Вообще с хабаровским симфоническим оркестром я начала работать еще тогда, когда он был на радио — с 1952 года, а на открытую концертную эстраду вышла 28 мая 1958 года. С тех пор вся моя жизнь оказалась связанной с Дальневосточным симфоническим. В 1970-м я пришла работать в филармонию, но отношений с родным радио не порывала...
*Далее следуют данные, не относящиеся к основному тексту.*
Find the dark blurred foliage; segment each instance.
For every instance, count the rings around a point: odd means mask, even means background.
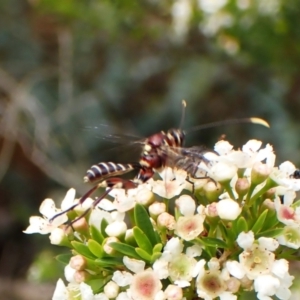
[[[202,130],[187,145],[257,138],[300,165],[299,1],[211,1],[223,2],[0,2],[1,276],[24,277],[48,251],[21,232],[44,198],[86,191],[92,163],[137,160],[132,142],[178,127],[182,99],[184,128],[271,124]]]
Несколько слов о Хабаровске

Ирина Никифорова с правнучкой Настенькой. 2005Хабаровск — это город, в котором прошла практически вся моя жизнь. Сейчас нередко его ругают, говорят, что здесь не ценят людей, но мне кажется, что это общая тенденция в стране. Но сам по себе Хабаровск — добрый город, и люди всегда здесь были добрые и отзывчивые. А сегодня так замечательно меняется его облик, строятся соборы, красивые дома, и всякий раз я испытываю радость, словно сама буду жить в том или ином великолепном доме.

Конечно, прошлое всегда кажется лучше, чем оно было на самом деле. И это понятно. Мы были молоды, воспринимали все иначе, жили с надеждой. Сейчас я в том возрасте, когда приходится оглядываться назад, но при этом все равно очень хочется смотреть вперед!